09.12.2019 17:24 |

Premier über Strafe

Medwedew reagiert: „Antirussische Hysterie“

Russlands Regierungschef Dmitri Medwedew hat die Strafen der Welt-Anti-Doping-Agentur (WADA) gegen sein Land als „antirussische Hysterie“ von chronischem Ausmaß kritisiert.

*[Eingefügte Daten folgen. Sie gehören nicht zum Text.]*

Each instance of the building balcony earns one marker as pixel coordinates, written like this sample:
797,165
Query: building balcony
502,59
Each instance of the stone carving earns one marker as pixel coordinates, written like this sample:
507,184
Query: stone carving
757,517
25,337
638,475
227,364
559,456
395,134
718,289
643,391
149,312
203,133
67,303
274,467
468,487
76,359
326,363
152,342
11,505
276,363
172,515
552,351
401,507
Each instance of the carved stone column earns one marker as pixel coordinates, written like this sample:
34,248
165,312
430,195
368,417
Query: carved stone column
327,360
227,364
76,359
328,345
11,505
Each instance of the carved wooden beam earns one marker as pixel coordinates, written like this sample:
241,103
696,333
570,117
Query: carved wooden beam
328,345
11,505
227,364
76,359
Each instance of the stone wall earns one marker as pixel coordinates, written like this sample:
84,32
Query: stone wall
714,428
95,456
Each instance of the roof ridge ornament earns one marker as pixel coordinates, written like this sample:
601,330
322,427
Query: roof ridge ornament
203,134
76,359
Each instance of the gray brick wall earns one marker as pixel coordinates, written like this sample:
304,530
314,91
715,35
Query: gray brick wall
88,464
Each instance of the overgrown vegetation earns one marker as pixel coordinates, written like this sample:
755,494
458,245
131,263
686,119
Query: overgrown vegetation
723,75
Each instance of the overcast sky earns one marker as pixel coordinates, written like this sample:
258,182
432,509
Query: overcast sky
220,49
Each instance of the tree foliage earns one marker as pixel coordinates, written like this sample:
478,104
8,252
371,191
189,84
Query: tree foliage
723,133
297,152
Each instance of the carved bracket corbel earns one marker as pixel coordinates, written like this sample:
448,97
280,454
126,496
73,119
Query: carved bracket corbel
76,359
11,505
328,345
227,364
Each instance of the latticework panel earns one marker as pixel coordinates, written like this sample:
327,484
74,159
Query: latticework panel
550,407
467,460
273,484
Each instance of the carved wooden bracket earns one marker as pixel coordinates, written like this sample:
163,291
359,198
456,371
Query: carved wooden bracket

Die Sperrung von Russland für die Olympischen Spiele in den kommenden vier Jahren sei Teil einer gegen das Land gerichteten Kampagne, sagte Medwedew der Agentur Interfax zufolge am Montag.

Er räumte zwar ein, dass Russland erhebliche Probleme mit Doping habe. „Ich kann das nicht leugnen“, sagte er. Trotzdem hielt er es nicht für gerechtfertigt, dafür die Athleten zu bestrafen. Kurz zuvor hatte die WADA-Exekutive in Lausanne die Sanktionen bekanntgegeben.

Russland müsse beim Internationalen Sportgerichtshof (CAS) in Lausanne Einspruch gegen die Strafen einlegen, sagte Medwedew. Als aussichtslos bezeichnete das aber der Chef der russischen Anti-Doping-Agentur RUSADA, Juri Ganus (unten im Tweet). Vielmehr müsse untersucht werden, wie es zu der von der WADA nun bestraften massenhaften Manipulation von Daten in einem Moskauer Analyselabor gekommen sei.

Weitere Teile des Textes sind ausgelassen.